A woman’s church? In the Michigan sample there were almost equal numbers of men and women teachers in the junior departments (fifteen men, seventeen women). But only three of the sixty-one staff members below junior level were men. Imagine the impact upon a young boy of spending the first ten years of his church life in the care of women. He hears religious ideas expressed only in feminine tone and perspective. The sights, sounds and odors are controlled by women. What is more, feminine qualities tend to be rewarded—submissiveness, quietness, inactivity. The display of energy, spontaneity, and curiosity is usually discouraged, even punished. The system may tend either to “feminize” the captive males or to encourage the non-conforming males to leave at the first chance.

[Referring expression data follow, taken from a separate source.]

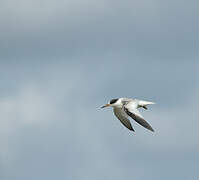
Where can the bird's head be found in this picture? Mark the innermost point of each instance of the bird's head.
(113, 103)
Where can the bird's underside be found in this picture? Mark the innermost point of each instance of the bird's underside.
(130, 109)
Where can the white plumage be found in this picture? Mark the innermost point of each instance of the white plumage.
(124, 108)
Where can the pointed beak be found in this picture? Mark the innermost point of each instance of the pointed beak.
(106, 105)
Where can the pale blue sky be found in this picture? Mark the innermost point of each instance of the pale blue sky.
(61, 60)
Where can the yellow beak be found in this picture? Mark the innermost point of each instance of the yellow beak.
(106, 105)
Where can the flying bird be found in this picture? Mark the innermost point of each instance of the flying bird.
(124, 108)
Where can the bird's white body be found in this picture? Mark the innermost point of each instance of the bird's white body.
(124, 108)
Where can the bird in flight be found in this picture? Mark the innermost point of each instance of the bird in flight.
(124, 108)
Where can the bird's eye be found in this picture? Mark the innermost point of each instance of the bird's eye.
(113, 101)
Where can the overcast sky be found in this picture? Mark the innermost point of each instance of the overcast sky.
(61, 60)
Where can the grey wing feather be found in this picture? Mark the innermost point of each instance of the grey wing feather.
(123, 119)
(131, 110)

Boys slow? Boys lag behind girls in physical maturity. They reach puberty twelve to eighteen months behind girls. To the extent that reasoning prowess or verbal skill also lags, the boy is unequally yoked until high school or college. By then he may be ready to drop out of everything in which the girls showed him up—schools, church, even faith.

What can be done to equalize learning opportunities for boys?

1. More and wider research is needed to ask systematically the kind of questions suggested above and to establish whatever correlations may exist.

2. Parents must be viewed as chief instructors in faith and values. Church programs must hand back the parental role along with instructional materials, making Christian education a home-church team-teaching affair.

3. Men must be placed in strategic roles and in equal numbers with women in early childhood ministries of the church, from crib nursery upward.

4. Boys must be set free from class or other structures where they perceive themselves as inferior to girls. This can be done by placing boys in classes with girls who are a year younger, or by separating the sexes and staffing boys’ classes with persons who respect and can harness the more masculine behavioral expressions.—DONALD M. JOY, executive editor of Sunday-school curriculum, Free Methodist Church, Winona Lake, Indiana.